Ann, I can't believe you've doubted your writing ability. Like, ever. Your prose is gorgeous and layered and so, so atmospheric, putting your readers in the scenes you've masterfully crafted.
From the beginning, we're there with Lois and Sandman, taken along on this dizzying, horrifying ride:
The robed figure reached out an arm, which grew to an immense length, and grabbed the glowering horizon an eternity away. Reaching out to gather in Lois with his other arm, he pulled them both, at a dizzying speed, up flush against the wall of the horizon. With his bony fingers, he parted its red-black folds, and opened a window onto a world outside; grey, howling and swirling from a blizzard. Grabbing her hand tighter he led her out into the raging, pounding snow. But the screaming white fury didn’t seem to touch her. As if her body had been surrounded by an invisible aura, the snow whirled past her, failing to make contact.
Then she made out the crashed balloon, its huge red inflated air-trap, a beached whale, a titanic Amazon’s cut-off rosy breast, straining and pulling at the remnants of its basket across the snow-choked ground. Next to it, a small, brightly-colored figure of a man, his red cape flapping furiously in the wind, was carefully cradling an unmoving, broken-looking woman in his arms.
Wow.
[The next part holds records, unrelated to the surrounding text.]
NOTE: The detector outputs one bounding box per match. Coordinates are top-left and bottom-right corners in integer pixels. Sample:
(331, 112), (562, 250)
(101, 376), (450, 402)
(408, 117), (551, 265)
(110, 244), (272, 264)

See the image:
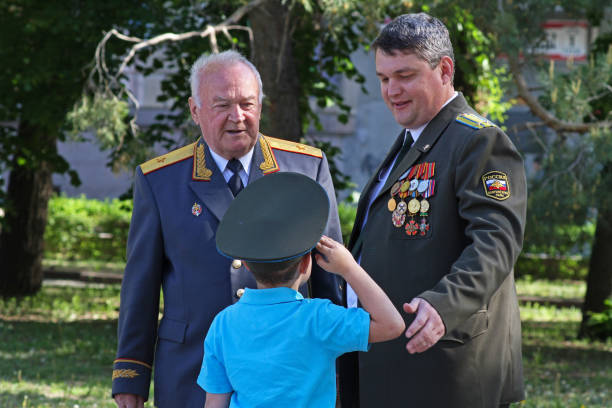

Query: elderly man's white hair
(189, 50), (264, 107)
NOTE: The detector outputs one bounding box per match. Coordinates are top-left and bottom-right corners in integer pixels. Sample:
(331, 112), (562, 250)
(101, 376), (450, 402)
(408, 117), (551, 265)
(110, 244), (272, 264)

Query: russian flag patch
(482, 171), (510, 200)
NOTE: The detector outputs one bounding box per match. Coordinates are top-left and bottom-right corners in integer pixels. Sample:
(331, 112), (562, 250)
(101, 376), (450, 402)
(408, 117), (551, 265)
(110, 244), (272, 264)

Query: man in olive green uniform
(341, 13), (526, 407)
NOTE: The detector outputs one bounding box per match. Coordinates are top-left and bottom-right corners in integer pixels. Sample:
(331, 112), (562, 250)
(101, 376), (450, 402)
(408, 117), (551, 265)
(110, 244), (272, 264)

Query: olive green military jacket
(347, 94), (526, 407)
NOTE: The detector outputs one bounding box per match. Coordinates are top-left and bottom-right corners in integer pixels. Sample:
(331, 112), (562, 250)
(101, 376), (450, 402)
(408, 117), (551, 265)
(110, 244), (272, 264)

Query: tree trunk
(249, 0), (302, 142)
(579, 207), (612, 339)
(0, 121), (55, 297)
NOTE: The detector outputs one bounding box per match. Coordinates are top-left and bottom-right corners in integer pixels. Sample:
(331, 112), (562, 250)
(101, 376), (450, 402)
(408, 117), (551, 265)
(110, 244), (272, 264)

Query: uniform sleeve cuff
(111, 359), (152, 400)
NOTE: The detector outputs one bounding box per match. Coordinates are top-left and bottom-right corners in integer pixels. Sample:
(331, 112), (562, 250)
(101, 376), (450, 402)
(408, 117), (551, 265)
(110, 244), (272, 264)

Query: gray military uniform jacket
(111, 134), (343, 407)
(345, 94), (526, 407)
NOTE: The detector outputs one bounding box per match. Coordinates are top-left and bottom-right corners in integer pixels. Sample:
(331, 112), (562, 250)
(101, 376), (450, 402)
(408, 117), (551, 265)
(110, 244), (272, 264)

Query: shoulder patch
(264, 135), (322, 158)
(482, 171), (510, 201)
(140, 143), (196, 175)
(456, 113), (496, 130)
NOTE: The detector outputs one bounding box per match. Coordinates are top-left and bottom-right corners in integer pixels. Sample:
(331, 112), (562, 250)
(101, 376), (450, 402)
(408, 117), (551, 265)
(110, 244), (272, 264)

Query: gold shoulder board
(264, 135), (322, 158)
(140, 143), (196, 175)
(455, 113), (496, 130)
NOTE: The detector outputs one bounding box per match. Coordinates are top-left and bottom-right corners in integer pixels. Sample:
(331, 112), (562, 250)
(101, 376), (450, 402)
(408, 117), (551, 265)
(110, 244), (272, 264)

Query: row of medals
(387, 162), (435, 236)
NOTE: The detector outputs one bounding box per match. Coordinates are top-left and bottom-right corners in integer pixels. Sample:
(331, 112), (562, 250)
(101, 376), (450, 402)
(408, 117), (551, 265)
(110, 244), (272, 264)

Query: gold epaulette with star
(264, 135), (323, 158)
(455, 113), (496, 130)
(140, 142), (196, 175)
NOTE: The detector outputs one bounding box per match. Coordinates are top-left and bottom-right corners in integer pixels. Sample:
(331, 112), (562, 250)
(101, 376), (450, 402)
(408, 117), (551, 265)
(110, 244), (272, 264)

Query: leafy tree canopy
(0, 0), (155, 207)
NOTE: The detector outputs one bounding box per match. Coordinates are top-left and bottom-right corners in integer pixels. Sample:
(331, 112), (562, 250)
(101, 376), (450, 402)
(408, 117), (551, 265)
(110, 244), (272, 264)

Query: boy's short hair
(245, 255), (305, 285)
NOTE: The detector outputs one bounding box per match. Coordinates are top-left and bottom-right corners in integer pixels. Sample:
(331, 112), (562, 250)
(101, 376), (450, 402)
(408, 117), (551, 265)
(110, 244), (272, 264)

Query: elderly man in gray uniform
(111, 50), (343, 408)
(340, 13), (527, 408)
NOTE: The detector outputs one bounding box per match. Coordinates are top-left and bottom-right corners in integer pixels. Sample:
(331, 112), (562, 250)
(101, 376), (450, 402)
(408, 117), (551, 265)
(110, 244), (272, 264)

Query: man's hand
(114, 393), (145, 408)
(403, 298), (445, 354)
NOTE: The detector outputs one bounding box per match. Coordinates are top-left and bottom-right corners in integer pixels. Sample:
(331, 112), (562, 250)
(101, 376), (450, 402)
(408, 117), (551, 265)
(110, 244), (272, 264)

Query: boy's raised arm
(315, 236), (406, 343)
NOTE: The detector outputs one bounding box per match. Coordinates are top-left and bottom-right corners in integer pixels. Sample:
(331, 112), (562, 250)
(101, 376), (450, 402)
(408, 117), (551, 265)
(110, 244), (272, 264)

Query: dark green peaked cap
(216, 172), (330, 262)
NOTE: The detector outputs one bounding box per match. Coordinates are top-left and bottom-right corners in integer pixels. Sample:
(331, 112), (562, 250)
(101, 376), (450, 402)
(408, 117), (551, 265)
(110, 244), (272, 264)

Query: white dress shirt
(209, 146), (254, 187)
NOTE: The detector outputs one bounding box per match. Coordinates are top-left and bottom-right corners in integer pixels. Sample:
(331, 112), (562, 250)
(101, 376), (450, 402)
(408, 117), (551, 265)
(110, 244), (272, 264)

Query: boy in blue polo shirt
(197, 172), (405, 408)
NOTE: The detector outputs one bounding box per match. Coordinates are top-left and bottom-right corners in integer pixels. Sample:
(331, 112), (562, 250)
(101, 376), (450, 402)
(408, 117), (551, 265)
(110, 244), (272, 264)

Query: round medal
(400, 180), (411, 193)
(420, 199), (430, 213)
(409, 179), (419, 191)
(387, 197), (397, 212)
(407, 198), (420, 214)
(417, 179), (429, 194)
(391, 182), (401, 196)
(392, 210), (406, 227)
(396, 200), (407, 215)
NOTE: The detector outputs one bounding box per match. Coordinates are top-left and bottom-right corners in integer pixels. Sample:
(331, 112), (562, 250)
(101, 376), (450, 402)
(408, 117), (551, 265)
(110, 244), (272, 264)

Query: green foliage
(67, 94), (130, 149)
(538, 47), (612, 125)
(337, 201), (357, 245)
(515, 254), (589, 281)
(587, 299), (612, 340)
(44, 196), (132, 262)
(291, 1), (371, 133)
(0, 0), (149, 185)
(524, 218), (596, 258)
(523, 44), (612, 257)
(311, 140), (356, 196)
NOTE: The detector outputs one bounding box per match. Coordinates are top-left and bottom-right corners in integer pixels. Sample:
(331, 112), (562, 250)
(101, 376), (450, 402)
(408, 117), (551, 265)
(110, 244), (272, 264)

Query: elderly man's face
(189, 62), (262, 159)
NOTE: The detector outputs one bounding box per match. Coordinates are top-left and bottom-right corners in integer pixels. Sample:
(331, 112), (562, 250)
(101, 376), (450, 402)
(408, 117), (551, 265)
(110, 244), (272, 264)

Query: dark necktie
(389, 130), (413, 175)
(353, 130), (412, 240)
(227, 159), (244, 197)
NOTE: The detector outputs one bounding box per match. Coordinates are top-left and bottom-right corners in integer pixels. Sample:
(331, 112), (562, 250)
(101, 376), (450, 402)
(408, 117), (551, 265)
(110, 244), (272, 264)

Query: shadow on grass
(0, 319), (119, 407)
(0, 390), (67, 408)
(521, 320), (611, 407)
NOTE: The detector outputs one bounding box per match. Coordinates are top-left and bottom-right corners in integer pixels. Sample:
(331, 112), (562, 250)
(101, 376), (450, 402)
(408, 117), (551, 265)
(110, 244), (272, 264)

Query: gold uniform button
(236, 288), (245, 298)
(231, 259), (242, 269)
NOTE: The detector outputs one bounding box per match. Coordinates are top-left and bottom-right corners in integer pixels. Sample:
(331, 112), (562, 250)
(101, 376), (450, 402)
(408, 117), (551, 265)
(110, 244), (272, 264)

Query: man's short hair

Just wow. The description here is stellar. (One tiny nit-pick: When you write "a titanic Amazon's cut-off rosy breast," I've paused there every time because of the "cut-off," though I completely understand the reference. Maybe "severed" would work better there?) Honestly, I'm at a loss for proper FDK, and this is just the fourth and fifth paragraphs of your story!
But even staring Death in the face, Lois doesn't lose her famous indignation:
”What???” She grabbed the Dream-Lord’s robe and shook him, sending stars and spiders flying. ”You bring me here just to make me watch myself dying???” Turning, she spat sparks of fury at the approaching shape of Death. ”And you can take your scythe and shove it!!! I’ll make you sit on it!!!"
*loves* This was a great way to allow us to breathe, if only for a second.
Because then, Lois' consciousness is momentarily shoved back into her broken, dying body, only to leave again:
And she was floating comfortably in the sky, looking down at a still woman and at three men gathered around her. One man, in a beloved blue skintight suit, its bright colors and gaudy design seemingly taken right out of a children’s comic book, was cradling the woman in his arms. A tall figure, so dark that the negation of illumination seemed to radiate out of him like an inverted sun, moved inexorably closer to the woman and reached out a skeleton-hand for her heart.
Again, such haunting, gorgeous description. If I weren't sitting on the edge of my chair, I would've laughed at the "children's comic book" line, and I loved reading Death as "an inverted sun."
And the way you've written the instrinsic, almost elemental connection between Clark and Lois left me near tears. Your Lois and your Clark bring a whole new meaning to the term "soul mates," Ann:
He was a huddled, grieving figure of a man, with a Lois-shaped hole in his heart, still oblivious to her. She reached out to him, to touch his heart. His heart-hole beckoned her. It invited her in, and she floated inside, settling herself into the snug fit of the hole. Until it was a hole no more. As she completed him and filled him, and snuggled herself into his warmth, she felt his presence imbue her. His heart, now healed, made her own heart grow back inside her. In tandem, their hearts set her stilled blood moving. Together, they sent her presence flowing along his nerves and capillaries into the body that was hers, leaping like sparks of electricity into the body he was holding in his arms.
Ann, I could go on and on quoting, it's all so wonderfully written and fraught with suspense. This deal Lois has made with Sandman — she's basically wagered her life to save Clark's own! It's the inversion of a familiar gesture (Clark putting himself at risk time and again to save Lois) that makes what your Lois has done all the more powerful. Sandman's going to put the world in a deep sleep, and everyone's going to forget that Clark ever revealed himself as Superman. And now Lois is left, lying broken and bleeding and dying somewhere in the Arctic, completely alone, with only her hope that an unknowing Clark will save her to comfort her:
A red balloon, dark in the pale moonlight, lay half-buried under the snow, and a woman’s broken body lay sprawled beside it, her blood tracing a delicate calligraphy of love letters in the snow.
Such a poignant, haunting line to end on. Ann, this is such beautiful writing, and what a gripping story — you must must must post your next chapter soon.